Таким образом, существует разница между верой, которая возникает самопроизвольно, и верой, в пользу которой нельзя привести никакого дальнейшего обоснования. Этот вид веры имеет для теории познания в высшей степени большое значение, поскольку акты этой веры являются необходимым минимумом посылок для нашего познания фактических данных. Такие акты веры я буду называть "данными". В обыденном мышлении они являются скорее причинами других верований, чем посылками, из которых выводятся другие верования; но в критическом исследовании наших верований, относящихся к фактическим данным, мы должны, когда это возможно, переводить причинные связи примитивного мышления в логические связи и принимать вытекающие из этого верования только в такой мере, в какой они подтверждаются этими связями. Для этого имеется основание и в обычном здравом смысле, именно то, что каждая такая связь содержит в себе некоторый риск ошибки и, следовательно, данные являются более близкими к достоверности, чем выведенные из них верования. Я не утверждаю, что данные всегда полностью достоверны, да в этом утверждении и нет необходимости для того, чтобы выяснить их значение в теории познания.
Споры о том, что ошибочно было названо "скептицизмом чувств", имеют длинную историю. Многие явления оказываются обманчивыми. Вещи, видимые в зеркале, могут быть приняты за "реальные". При некоторых обстоятельствах люди видят двойные изображения. Кажется, что радуга касается земли, но если вы пойдете туда, то не найдете её. Особенно заслуживают внимания в этой связи сновидения: как бы живы они ни были, мы верим, когда просыпаемся, что объекты, которые мы, как нам казалось, видели, являются иллюзорными. Но во всех этих случаях ядро данных не иллюзорно, иллюзорна только выведенная из них вера. Мои зрительные ощущения, когда я смотрю в зеркало или вижу двойное изображение, являются точно такими, какими я их считаю. Вещи у упирающегося в землю конца радуги действительно выглядят окрашенными.
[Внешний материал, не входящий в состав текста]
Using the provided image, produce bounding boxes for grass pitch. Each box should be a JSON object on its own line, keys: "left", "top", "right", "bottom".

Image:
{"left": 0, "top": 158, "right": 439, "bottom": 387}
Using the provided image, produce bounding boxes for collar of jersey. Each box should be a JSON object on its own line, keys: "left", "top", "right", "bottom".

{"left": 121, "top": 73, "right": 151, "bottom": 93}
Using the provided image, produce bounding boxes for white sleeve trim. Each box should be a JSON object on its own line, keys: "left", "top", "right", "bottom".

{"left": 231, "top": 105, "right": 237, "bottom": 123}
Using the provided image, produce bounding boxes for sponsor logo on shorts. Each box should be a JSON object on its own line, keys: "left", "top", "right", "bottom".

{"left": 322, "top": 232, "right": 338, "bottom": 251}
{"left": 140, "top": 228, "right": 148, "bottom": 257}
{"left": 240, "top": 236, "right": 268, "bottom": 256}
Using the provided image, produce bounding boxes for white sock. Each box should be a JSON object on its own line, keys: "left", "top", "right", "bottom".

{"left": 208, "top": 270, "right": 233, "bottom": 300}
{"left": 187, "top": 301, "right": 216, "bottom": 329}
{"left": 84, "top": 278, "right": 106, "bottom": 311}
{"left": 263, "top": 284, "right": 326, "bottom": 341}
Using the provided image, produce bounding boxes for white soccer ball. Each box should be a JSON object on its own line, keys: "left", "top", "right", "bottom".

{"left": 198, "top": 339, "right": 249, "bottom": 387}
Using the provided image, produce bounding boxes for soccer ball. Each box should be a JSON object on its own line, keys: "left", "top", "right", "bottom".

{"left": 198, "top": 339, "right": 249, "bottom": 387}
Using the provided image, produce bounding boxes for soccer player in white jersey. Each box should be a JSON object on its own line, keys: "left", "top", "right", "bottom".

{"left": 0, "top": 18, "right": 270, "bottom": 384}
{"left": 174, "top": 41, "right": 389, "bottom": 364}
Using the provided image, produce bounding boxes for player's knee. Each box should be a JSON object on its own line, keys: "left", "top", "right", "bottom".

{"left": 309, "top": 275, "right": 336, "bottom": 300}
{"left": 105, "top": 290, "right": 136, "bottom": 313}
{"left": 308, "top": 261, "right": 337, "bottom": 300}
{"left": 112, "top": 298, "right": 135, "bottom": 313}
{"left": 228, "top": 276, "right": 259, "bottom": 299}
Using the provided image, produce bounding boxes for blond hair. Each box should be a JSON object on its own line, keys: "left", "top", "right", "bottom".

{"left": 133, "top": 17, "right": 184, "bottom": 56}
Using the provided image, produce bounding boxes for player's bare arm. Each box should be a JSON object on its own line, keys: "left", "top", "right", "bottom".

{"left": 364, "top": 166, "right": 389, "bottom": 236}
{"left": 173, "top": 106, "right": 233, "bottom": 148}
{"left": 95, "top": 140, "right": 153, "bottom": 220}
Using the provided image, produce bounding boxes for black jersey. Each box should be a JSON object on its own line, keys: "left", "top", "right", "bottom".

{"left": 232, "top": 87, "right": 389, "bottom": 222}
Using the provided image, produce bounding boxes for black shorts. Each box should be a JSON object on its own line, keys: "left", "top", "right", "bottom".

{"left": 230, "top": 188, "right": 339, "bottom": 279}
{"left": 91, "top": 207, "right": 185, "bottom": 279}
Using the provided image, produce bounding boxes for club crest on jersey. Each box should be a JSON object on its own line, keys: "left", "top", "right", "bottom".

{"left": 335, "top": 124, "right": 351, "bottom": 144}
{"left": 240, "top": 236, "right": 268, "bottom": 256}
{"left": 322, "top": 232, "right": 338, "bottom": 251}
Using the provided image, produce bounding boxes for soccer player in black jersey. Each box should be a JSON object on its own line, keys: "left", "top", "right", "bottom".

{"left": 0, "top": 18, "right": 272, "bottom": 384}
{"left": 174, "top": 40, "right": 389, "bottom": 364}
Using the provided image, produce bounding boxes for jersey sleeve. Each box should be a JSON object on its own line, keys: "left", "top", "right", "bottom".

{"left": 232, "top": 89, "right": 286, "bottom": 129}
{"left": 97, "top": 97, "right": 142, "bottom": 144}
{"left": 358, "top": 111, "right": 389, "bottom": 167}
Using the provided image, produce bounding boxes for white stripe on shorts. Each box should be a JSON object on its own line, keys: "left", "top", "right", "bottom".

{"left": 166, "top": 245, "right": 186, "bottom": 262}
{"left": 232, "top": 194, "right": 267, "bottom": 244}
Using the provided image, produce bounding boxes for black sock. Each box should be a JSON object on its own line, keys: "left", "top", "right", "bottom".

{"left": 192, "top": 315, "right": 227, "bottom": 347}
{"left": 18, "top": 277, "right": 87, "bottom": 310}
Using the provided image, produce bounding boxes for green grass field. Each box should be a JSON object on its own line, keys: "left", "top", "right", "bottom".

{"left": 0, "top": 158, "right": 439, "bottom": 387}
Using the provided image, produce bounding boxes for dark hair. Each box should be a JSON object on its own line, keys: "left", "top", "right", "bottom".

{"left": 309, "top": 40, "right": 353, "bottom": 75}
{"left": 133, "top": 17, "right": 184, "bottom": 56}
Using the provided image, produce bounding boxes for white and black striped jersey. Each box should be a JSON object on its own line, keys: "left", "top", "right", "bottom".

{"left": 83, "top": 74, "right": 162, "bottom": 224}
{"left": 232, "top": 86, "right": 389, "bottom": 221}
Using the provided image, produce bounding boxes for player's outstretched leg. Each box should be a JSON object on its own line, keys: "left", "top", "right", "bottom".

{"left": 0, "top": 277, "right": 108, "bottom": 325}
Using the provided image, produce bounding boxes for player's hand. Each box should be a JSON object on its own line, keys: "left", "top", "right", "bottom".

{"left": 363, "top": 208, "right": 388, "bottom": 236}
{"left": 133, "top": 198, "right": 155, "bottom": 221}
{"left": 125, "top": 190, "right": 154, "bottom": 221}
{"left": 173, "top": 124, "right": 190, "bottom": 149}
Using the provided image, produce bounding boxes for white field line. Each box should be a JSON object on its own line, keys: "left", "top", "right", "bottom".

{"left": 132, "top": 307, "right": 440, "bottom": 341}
Во сне я вижу именно то, что мне видится;
только вещи, находящиеся вне моего сознания, не являются такими, за какие я их принимаю, когда вижу сон. На самом деле не бывает иллюзий чувств, бывают только ошибки в истолковании чувственных данных как знаков вещей, иных, чем они сами. Или, говоря точнее, нет таких свидетельств, которые говорили бы о существовании иллюзии чувств.
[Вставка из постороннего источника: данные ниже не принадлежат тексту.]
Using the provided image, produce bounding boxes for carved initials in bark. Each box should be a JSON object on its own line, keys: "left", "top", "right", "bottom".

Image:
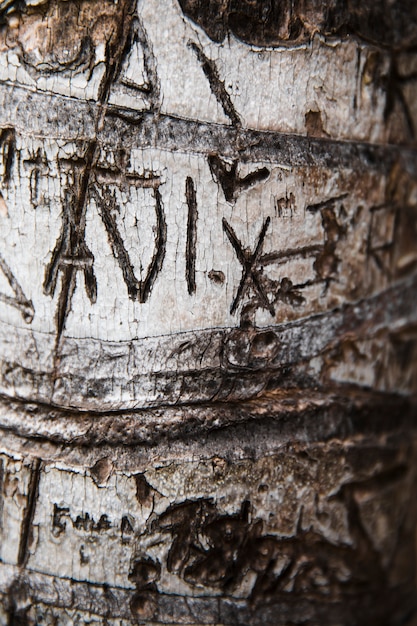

{"left": 0, "top": 254, "right": 34, "bottom": 323}
{"left": 306, "top": 194, "right": 347, "bottom": 287}
{"left": 92, "top": 183, "right": 167, "bottom": 303}
{"left": 149, "top": 463, "right": 408, "bottom": 608}
{"left": 0, "top": 128, "right": 34, "bottom": 322}
{"left": 208, "top": 155, "right": 270, "bottom": 202}
{"left": 43, "top": 165, "right": 98, "bottom": 339}
{"left": 0, "top": 127, "right": 14, "bottom": 217}
{"left": 41, "top": 0, "right": 137, "bottom": 342}
{"left": 223, "top": 216, "right": 274, "bottom": 315}
{"left": 117, "top": 14, "right": 161, "bottom": 111}
{"left": 188, "top": 41, "right": 241, "bottom": 127}
{"left": 24, "top": 148, "right": 49, "bottom": 210}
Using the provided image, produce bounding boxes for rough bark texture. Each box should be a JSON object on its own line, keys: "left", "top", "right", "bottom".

{"left": 0, "top": 0, "right": 416, "bottom": 624}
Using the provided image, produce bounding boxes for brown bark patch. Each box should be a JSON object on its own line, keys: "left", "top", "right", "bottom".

{"left": 0, "top": 0, "right": 122, "bottom": 74}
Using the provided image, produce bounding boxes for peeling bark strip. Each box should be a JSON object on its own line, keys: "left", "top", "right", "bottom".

{"left": 0, "top": 0, "right": 416, "bottom": 624}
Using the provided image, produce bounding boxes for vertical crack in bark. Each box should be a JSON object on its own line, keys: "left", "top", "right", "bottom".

{"left": 17, "top": 458, "right": 41, "bottom": 568}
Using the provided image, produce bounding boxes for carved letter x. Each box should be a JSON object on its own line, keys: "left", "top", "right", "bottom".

{"left": 222, "top": 217, "right": 275, "bottom": 316}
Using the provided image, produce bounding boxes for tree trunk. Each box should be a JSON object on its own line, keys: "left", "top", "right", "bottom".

{"left": 0, "top": 1, "right": 417, "bottom": 624}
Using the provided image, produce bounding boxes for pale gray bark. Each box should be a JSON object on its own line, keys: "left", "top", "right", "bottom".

{"left": 0, "top": 1, "right": 416, "bottom": 624}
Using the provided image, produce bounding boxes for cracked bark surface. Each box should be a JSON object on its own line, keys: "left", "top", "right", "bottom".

{"left": 0, "top": 1, "right": 416, "bottom": 624}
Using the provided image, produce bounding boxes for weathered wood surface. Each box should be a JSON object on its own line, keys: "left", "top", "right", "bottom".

{"left": 0, "top": 0, "right": 416, "bottom": 624}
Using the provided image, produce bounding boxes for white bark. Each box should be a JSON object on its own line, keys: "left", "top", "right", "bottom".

{"left": 0, "top": 0, "right": 416, "bottom": 624}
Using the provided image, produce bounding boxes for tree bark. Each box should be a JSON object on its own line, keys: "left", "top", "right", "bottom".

{"left": 0, "top": 1, "right": 416, "bottom": 624}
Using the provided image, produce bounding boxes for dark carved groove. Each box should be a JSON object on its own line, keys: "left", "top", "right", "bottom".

{"left": 91, "top": 184, "right": 166, "bottom": 303}
{"left": 222, "top": 216, "right": 274, "bottom": 315}
{"left": 0, "top": 127, "right": 15, "bottom": 185}
{"left": 185, "top": 176, "right": 198, "bottom": 295}
{"left": 139, "top": 187, "right": 167, "bottom": 303}
{"left": 42, "top": 0, "right": 137, "bottom": 345}
{"left": 119, "top": 14, "right": 161, "bottom": 111}
{"left": 208, "top": 155, "right": 270, "bottom": 203}
{"left": 188, "top": 41, "right": 241, "bottom": 127}
{"left": 0, "top": 254, "right": 34, "bottom": 323}
{"left": 17, "top": 459, "right": 41, "bottom": 567}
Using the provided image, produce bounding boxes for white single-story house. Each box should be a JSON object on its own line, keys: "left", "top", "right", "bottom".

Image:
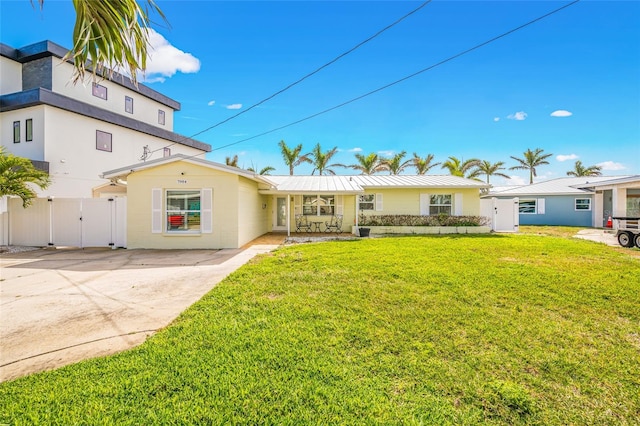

{"left": 485, "top": 176, "right": 640, "bottom": 227}
{"left": 101, "top": 155, "right": 489, "bottom": 249}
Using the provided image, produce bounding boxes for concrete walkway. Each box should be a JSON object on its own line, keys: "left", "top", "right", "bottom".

{"left": 573, "top": 228, "right": 619, "bottom": 246}
{"left": 0, "top": 236, "right": 284, "bottom": 382}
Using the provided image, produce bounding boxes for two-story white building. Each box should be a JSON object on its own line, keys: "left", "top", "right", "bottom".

{"left": 0, "top": 40, "right": 211, "bottom": 197}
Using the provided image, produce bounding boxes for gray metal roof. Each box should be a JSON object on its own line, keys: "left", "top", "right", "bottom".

{"left": 351, "top": 174, "right": 488, "bottom": 188}
{"left": 102, "top": 154, "right": 268, "bottom": 183}
{"left": 261, "top": 174, "right": 487, "bottom": 194}
{"left": 486, "top": 176, "right": 630, "bottom": 196}
{"left": 261, "top": 176, "right": 363, "bottom": 193}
Всякое знакомое нам по своему характеру ощущение несет с собой различные, связанные с ним верования и ожидания. Когда, скажем, мы видим и слышим самолет, мы не просто имеем зрительное ощущение и слуховое ощущение рокота; самопроизвольно и не сознавая этого, мы истолковываем то, что видим и слышим, и наполняем воспринимаемое обычными, связанными с ним привходящими деталями. В какой мере это для нас обычно, становится ясным, когда мы совершаем ошибку, например, когда то, что мы приняли за самолет, оказывается птицей. Я знаю дорогу, по которой части ездил на автомобиле и которая имеет в одном месте крутой поворот и окрашенную в белый цвет стену дома прямо перед глазами. Ночью трудно было не принять эту стену за продолжение дороги, как будто идущей прямо вверх на гору. Правильное истолкование этого зрительного ощущения как дома и ложное истолкование - как идущей в гору дороги оба были в каком-то смысле выводами из чувственных данных, но они не были выводами в логическом смысле, потому что осуществлялись без какого-либо сознательного процесса мышления.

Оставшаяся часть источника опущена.